Amortization, or depreciation as it is still sometimes called, can and does occur under limited liability companies. Depreciation is the drop in value that assets undergo in the course of their useful lives, including concepts as diverse as obsolescence and the normal wear and tear that happens through use. Since LLCs are a classification of business with special legal protections and income sharing schemes that have little or nothing to do with how their assets are accounted for, their accounting statements still need to include depreciation.

  1. Limited Liability Company

    • Limited liability companies or LLCs are a class of businesses that blend the qualities of corporations and partnerships. Like corporations, they offer their owners limited liability, meaning that owners do not bear responsibility for the legal liabilities incurred by LLCs.
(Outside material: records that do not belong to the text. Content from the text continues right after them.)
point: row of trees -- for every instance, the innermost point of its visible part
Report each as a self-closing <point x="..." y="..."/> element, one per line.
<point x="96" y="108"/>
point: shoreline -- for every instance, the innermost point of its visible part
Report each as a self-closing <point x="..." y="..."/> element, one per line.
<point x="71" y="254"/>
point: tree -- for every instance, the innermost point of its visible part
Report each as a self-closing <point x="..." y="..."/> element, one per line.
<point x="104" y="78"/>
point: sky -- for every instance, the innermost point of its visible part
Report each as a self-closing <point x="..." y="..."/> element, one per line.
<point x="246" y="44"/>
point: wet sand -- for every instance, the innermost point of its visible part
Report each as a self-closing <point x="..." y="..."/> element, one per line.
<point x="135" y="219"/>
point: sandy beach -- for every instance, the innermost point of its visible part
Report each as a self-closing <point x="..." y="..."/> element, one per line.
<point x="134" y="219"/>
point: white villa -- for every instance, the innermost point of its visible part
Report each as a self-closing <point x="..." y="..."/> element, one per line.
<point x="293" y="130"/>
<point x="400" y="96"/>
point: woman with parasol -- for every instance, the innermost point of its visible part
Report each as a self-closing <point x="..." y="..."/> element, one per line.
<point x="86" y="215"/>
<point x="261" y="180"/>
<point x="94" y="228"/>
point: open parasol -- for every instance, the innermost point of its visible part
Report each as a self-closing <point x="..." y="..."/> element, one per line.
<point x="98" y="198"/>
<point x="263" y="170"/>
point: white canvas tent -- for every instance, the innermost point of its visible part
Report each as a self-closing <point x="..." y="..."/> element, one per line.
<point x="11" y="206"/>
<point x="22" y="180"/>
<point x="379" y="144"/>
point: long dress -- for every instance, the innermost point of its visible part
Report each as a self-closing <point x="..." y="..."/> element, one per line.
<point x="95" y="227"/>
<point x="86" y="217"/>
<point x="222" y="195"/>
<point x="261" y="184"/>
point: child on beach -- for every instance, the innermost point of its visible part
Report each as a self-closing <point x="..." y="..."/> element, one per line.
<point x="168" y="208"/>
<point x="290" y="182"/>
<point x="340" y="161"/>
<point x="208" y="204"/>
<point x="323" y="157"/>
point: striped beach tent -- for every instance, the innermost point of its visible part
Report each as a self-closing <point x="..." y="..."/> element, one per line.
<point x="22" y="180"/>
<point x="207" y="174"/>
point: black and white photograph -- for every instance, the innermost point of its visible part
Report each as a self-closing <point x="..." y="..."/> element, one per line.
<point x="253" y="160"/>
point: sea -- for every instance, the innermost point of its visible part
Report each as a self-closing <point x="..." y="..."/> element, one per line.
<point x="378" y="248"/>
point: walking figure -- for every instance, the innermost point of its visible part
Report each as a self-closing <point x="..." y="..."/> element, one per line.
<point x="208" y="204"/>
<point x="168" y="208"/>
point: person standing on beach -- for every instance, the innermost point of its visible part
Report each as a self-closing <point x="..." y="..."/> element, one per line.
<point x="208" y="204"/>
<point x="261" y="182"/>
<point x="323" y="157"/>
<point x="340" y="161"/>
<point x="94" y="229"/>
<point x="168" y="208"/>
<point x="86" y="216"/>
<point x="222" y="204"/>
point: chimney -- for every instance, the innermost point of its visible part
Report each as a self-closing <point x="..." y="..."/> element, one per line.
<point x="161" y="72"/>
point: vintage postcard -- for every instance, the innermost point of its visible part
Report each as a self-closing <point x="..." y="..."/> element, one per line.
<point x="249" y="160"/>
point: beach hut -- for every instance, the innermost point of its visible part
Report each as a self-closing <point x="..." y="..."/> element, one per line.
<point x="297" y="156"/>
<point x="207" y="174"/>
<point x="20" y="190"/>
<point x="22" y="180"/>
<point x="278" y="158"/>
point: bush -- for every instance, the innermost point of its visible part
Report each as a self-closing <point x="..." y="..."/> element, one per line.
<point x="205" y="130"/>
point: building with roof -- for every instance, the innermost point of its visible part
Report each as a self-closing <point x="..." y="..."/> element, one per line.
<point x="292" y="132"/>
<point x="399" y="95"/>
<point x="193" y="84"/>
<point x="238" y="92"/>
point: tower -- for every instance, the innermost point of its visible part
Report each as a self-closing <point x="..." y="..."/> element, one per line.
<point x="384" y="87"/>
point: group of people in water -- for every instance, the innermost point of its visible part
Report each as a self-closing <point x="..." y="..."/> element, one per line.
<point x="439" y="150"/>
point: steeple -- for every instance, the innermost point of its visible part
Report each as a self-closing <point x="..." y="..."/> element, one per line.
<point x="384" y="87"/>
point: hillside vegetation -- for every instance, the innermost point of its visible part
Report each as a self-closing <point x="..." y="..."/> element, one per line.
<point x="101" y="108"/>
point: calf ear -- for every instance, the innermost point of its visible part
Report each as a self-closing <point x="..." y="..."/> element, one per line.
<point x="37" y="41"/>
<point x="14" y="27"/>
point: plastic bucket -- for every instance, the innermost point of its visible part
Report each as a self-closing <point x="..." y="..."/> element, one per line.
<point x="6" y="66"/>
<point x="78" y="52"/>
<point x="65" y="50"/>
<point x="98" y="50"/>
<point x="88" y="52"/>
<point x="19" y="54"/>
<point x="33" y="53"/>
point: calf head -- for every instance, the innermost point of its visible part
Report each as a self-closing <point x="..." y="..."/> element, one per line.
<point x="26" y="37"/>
Like partnerships, they offer their owners single-taxation income, meaning that LLCs pay no income tax but rather pass it on to their owners who then pay taxes on their portions of the LLCs' earnings. Neither of these qualities affect the accounting rules and practices for asset depreciation.

    Accounting Basis

    • Almost all accounting is done on an accrual basis, meaning that costs and revenues are not recognized on a cash basis. Instead, costs are recognized when incurred while revenues are recognized when earned and realizable, where realizable means that there is a reasonable expectation that the amounts will be paid. For example, if a business sells services to the amount of $100 to be paid next month, the business would recognize revenues of $100 in the current rather than next month under accrual-basis accounting. Accrual basis accounting is done in order to depict a business's financial circumstances with greater truth and accuracy and it requires the recognition of certain revenues and expenses that are not always immediately obvious.
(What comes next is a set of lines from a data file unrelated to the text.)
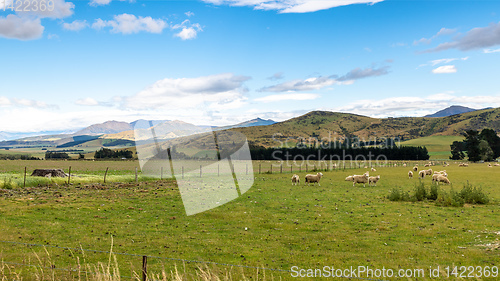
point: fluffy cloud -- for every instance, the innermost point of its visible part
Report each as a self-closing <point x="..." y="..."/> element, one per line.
<point x="188" y="30"/>
<point x="128" y="24"/>
<point x="215" y="91"/>
<point x="445" y="69"/>
<point x="27" y="26"/>
<point x="320" y="82"/>
<point x="75" y="25"/>
<point x="443" y="31"/>
<point x="284" y="97"/>
<point x="15" y="102"/>
<point x="291" y="6"/>
<point x="476" y="38"/>
<point x="21" y="28"/>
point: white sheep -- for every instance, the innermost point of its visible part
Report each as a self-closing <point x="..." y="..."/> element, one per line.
<point x="443" y="179"/>
<point x="313" y="178"/>
<point x="373" y="180"/>
<point x="360" y="179"/>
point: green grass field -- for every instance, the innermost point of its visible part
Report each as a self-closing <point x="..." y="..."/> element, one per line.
<point x="438" y="146"/>
<point x="273" y="225"/>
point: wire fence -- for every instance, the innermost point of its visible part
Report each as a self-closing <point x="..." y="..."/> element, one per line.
<point x="144" y="262"/>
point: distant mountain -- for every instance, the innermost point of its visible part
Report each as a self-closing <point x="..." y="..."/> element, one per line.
<point x="452" y="110"/>
<point x="326" y="125"/>
<point x="108" y="127"/>
<point x="249" y="123"/>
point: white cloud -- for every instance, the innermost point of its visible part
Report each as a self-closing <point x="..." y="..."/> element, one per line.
<point x="440" y="61"/>
<point x="87" y="102"/>
<point x="188" y="30"/>
<point x="476" y="38"/>
<point x="445" y="69"/>
<point x="128" y="24"/>
<point x="99" y="2"/>
<point x="16" y="102"/>
<point x="75" y="25"/>
<point x="490" y="51"/>
<point x="187" y="33"/>
<point x="21" y="28"/>
<point x="316" y="83"/>
<point x="291" y="6"/>
<point x="220" y="90"/>
<point x="284" y="97"/>
<point x="443" y="31"/>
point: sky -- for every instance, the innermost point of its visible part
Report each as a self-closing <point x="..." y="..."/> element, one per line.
<point x="221" y="62"/>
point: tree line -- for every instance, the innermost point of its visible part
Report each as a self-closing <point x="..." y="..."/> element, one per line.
<point x="479" y="146"/>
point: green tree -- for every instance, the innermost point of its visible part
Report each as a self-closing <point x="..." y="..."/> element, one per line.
<point x="457" y="150"/>
<point x="493" y="140"/>
<point x="472" y="141"/>
<point x="485" y="151"/>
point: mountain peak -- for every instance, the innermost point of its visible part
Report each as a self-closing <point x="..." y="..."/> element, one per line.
<point x="452" y="110"/>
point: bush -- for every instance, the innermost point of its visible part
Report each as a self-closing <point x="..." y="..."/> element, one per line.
<point x="473" y="195"/>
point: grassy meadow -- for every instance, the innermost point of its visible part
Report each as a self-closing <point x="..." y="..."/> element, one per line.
<point x="438" y="146"/>
<point x="273" y="225"/>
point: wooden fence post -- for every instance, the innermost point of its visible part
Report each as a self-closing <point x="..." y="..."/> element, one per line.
<point x="69" y="175"/>
<point x="144" y="268"/>
<point x="105" y="174"/>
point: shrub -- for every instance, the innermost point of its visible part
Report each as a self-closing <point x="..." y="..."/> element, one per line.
<point x="473" y="195"/>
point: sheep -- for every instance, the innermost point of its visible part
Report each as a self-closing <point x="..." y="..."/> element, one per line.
<point x="313" y="178"/>
<point x="373" y="180"/>
<point x="360" y="179"/>
<point x="443" y="179"/>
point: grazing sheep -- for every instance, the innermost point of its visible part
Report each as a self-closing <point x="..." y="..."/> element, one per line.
<point x="373" y="180"/>
<point x="313" y="178"/>
<point x="443" y="179"/>
<point x="360" y="179"/>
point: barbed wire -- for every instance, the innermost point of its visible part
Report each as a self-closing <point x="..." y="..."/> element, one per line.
<point x="154" y="257"/>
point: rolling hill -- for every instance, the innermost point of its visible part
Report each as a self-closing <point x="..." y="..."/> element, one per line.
<point x="333" y="125"/>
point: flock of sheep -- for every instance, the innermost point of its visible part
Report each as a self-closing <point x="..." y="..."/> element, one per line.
<point x="437" y="177"/>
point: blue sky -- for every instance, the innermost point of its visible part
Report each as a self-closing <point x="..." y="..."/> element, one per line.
<point x="221" y="62"/>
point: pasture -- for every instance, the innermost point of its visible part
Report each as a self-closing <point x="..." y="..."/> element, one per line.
<point x="273" y="225"/>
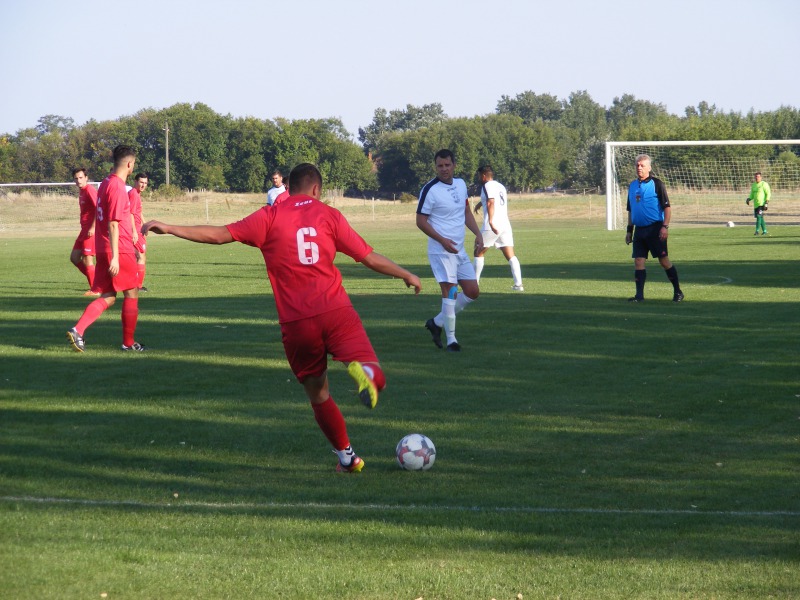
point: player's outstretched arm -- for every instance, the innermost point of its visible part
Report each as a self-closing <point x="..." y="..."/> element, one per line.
<point x="203" y="234"/>
<point x="380" y="264"/>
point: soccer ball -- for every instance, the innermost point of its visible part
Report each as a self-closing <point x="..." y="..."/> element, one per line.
<point x="415" y="452"/>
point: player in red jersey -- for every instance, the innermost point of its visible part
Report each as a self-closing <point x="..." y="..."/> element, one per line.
<point x="135" y="196"/>
<point x="299" y="240"/>
<point x="82" y="255"/>
<point x="116" y="256"/>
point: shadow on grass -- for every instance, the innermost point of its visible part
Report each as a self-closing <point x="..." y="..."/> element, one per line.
<point x="557" y="402"/>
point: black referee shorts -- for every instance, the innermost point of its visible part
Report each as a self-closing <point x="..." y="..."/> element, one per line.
<point x="645" y="239"/>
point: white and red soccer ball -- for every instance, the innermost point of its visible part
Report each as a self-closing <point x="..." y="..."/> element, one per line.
<point x="416" y="452"/>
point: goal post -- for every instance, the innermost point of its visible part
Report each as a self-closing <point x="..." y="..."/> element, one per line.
<point x="707" y="181"/>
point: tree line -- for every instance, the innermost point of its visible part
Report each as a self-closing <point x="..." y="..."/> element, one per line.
<point x="532" y="141"/>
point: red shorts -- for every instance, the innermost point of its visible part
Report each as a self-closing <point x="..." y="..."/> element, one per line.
<point x="126" y="279"/>
<point x="84" y="243"/>
<point x="340" y="333"/>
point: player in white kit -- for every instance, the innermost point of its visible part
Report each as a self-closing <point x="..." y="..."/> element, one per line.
<point x="442" y="213"/>
<point x="496" y="226"/>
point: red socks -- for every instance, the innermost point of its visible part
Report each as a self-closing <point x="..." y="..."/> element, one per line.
<point x="331" y="422"/>
<point x="89" y="272"/>
<point x="91" y="314"/>
<point x="130" y="315"/>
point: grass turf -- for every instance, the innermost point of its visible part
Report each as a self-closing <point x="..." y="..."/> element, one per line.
<point x="587" y="448"/>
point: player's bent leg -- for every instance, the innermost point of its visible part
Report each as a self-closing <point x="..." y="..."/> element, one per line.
<point x="367" y="389"/>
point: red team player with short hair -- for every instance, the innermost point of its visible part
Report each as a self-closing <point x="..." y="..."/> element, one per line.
<point x="135" y="196"/>
<point x="116" y="258"/>
<point x="299" y="240"/>
<point x="83" y="250"/>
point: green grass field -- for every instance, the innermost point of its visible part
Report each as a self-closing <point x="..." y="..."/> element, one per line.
<point x="587" y="448"/>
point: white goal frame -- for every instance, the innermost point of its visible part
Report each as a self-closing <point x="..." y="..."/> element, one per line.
<point x="615" y="206"/>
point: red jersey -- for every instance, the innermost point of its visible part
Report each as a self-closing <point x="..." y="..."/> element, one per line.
<point x="113" y="205"/>
<point x="299" y="240"/>
<point x="87" y="201"/>
<point x="136" y="207"/>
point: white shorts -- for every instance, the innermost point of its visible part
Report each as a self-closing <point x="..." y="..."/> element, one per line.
<point x="497" y="240"/>
<point x="451" y="268"/>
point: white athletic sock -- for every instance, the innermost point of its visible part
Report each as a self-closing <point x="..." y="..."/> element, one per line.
<point x="516" y="271"/>
<point x="478" y="268"/>
<point x="449" y="321"/>
<point x="461" y="302"/>
<point x="346" y="455"/>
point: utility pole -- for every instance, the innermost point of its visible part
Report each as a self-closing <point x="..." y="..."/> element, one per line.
<point x="166" y="129"/>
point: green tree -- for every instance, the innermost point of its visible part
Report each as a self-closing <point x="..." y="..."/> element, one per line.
<point x="531" y="107"/>
<point x="198" y="138"/>
<point x="247" y="171"/>
<point x="411" y="118"/>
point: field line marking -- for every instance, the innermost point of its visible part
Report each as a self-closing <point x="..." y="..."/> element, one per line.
<point x="398" y="507"/>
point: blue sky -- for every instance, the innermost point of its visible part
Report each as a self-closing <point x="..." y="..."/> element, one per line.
<point x="321" y="58"/>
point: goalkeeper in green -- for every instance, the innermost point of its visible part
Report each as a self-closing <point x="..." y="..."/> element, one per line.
<point x="760" y="195"/>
    Depreciation and the Matching Principle

    • One such expense is depreciation. As mentioned in the introduction, depreciation is the decrease in the resell value of assets resulting from a number of sources ranging from obsolescence to simple wear and tear. It is accounted for because of the matching principle in accrual basis accounting, which states that costs should be matched to the same time period as the revenues that their occurrence helped produce. Since depreciation occurs as a result of assets being used in business operations, it is recognized each month in order to match with those same revenues. Nothing in LLCs' unique qualities affects this relationship.

    Depreciation Tax Credit

    • Depreciation expense can be used on tax forms as a tax credit. LLCs can file for federal returns as either partnerships, sole proprietorships or corporations so long as they meet the basic qualifications. In almost all cases, however, depreciation tax credits are not lost because the LLC pays no income tax but rather passes it on to the LLC owners.